In [1]:
from glob import glob
import os

keras_home = '/users/antoine.bres/.keras/datasets/'
data_paths = glob(keras_home + '*.bz2')
data_paths

['/users/antoine.bres/.keras/datasets/frwiki-20200301-pages-articles-multistream5.xml-p4592356p6092355.bz2',
 '/users/antoine.bres/.keras/datasets/frwiki-20200301-pages-articles6.xml-p7494129p8994128.bz2',
 '/users/antoine.bres/.keras/datasets/frwiki-20200301-pages-articles1.xml-p1p275787.bz2',
 '/users/antoine.bres/.keras/datasets/frwiki-20200301-pages-articles-multistream1.xml-p1p275787.bz2',
 '/users/antoine.bres/.keras/datasets/frwiki-20200301-pages-articles-multistream4.xml-p2516882p4016881.bz2',
 '/users/antoine.bres/.keras/datasets/frwiki-20200301-pages-articles-multistream4.xml-p4016882p4592355.bz2',
 '/users/antoine.bres/.keras/datasets/frwiki-20200301-pages-articles3.xml-p927546p2427545.bz2',
 '/users/antoine.bres/.keras/datasets/frwiki-20200301-pages-articles-multistream3.xml-p2427546p2516881.bz2',
 '/users/antoine.bres/.keras/datasets/frwiki-20200301-pages-articles6.xml-p10494129p11994128.bz2',
 '/users/antoine.bres/.keras/datasets/frwiki-20200301-pages-articles-multistream

In [2]:
import bz2
# enumerate(bz2.BZ2File(data_path, 'r'))
data_path = data_paths[2]
data_path

'/users/antoine.bres/.keras/datasets/frwiki-20200301-pages-articles1.xml-p1p275787.bz2'

In [3]:
import re
import mwparserfromhell

def process_article(title, text, timestamp, template = 'Infobox Langage de programmation'):
    """Process a wikipedia article looking for template"""
    
    # Create a parsing object
    wikicode = mwparserfromhell.parse(text)
    
    # Search through templates for the template
    matches = wikicode.filter_templates(matches = template)
    
    # Filter out errant matches
    matches = [x for x in matches if re.findall(template.lower(), x.name.strip_code().strip().lower())]
    
    if len(matches) >= 1:
        # template_name = matches[0].name.strip_code().strip()

        # Extract information from infobox
        properties = {param.name.strip_code().strip(): param.value.strip_code().strip() 
                      for param in matches[0].params
                      if param.value.strip_code().strip()}

        # Extract internal wikilinks
        wikilinks = [x.title.strip_code().strip() for x in wikicode.filter_wikilinks()]

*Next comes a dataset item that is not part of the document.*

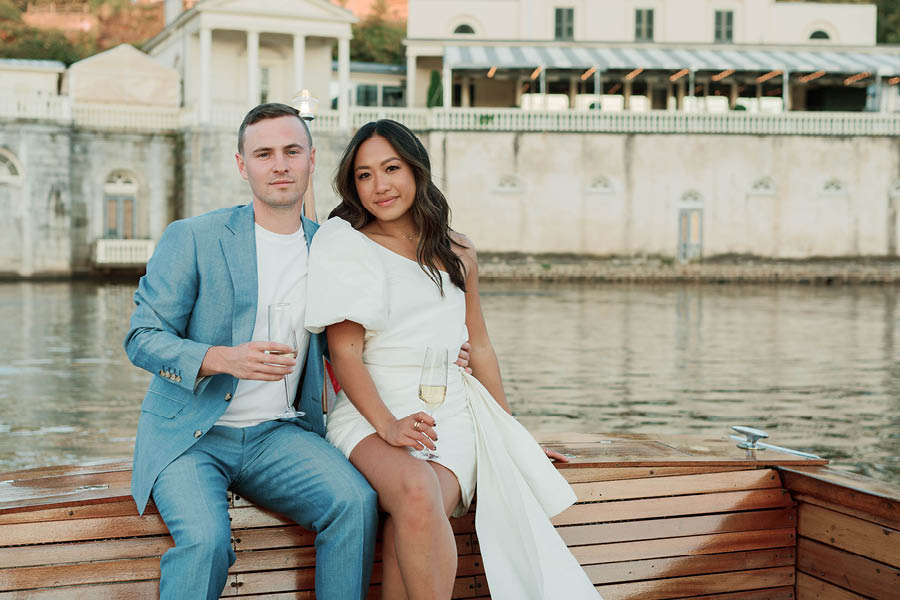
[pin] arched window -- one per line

        # Extract external links
        exlinks = [x.url.strip_code().strip() for x in wikicode.filter_external_links()]

        # Find approximate length of article
        text_length = len(wikicode.strip_code().strip())

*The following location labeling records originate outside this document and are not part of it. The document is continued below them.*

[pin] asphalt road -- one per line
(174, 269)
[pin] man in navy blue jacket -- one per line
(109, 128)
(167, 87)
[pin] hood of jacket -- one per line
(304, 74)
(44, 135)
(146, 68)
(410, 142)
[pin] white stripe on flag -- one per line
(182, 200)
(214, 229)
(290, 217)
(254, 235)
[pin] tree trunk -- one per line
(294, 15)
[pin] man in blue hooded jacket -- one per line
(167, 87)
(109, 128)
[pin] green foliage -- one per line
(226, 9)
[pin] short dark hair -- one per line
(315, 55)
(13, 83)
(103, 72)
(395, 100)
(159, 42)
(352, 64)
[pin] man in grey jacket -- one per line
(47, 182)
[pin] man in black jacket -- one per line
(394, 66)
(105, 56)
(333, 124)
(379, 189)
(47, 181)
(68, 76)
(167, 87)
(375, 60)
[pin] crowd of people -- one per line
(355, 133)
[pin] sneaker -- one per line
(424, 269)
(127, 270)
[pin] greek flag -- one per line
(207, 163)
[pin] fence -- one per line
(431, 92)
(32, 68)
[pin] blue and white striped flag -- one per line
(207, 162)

        return (title, properties, wikilinks, exlinks, timestamp, text_length)

In [4]:
import xml.sax

class WikiXmlHandler(xml.sax.handler.ContentHandler):
    """Parse through XML data using SAX"""
    def __init__(self, template_names):
        xml.sax.handler.ContentHandler.__init__(self)
        self._buffer = None
        self._values = {}
        self._current_tag = None
        self._programation_languages = []
        self._article_count = 0
        self._non_matches = []
        self._template_string = "|".join(template_names)

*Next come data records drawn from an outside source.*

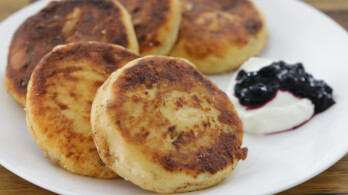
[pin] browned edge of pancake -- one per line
(172, 74)
(49, 121)
(227, 23)
(61, 23)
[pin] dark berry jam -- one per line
(254, 89)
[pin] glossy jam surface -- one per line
(254, 89)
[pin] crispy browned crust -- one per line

    def characters(self, content):
        """Characters between opening and closing tags"""
        if self._current_tag:
            self._buffer.append(content)

    def startElement(self, name, attrs):
        """Opening tag of element"""
        if name in ('title', 'text', 'timestamp'):
            self._current_tag = name
            self._buffer = []

    def endElement(self, name):
        """Closing tag of element"""
        if name == self._current_tag:
            self._values[name] = ' '.join(self._buffer)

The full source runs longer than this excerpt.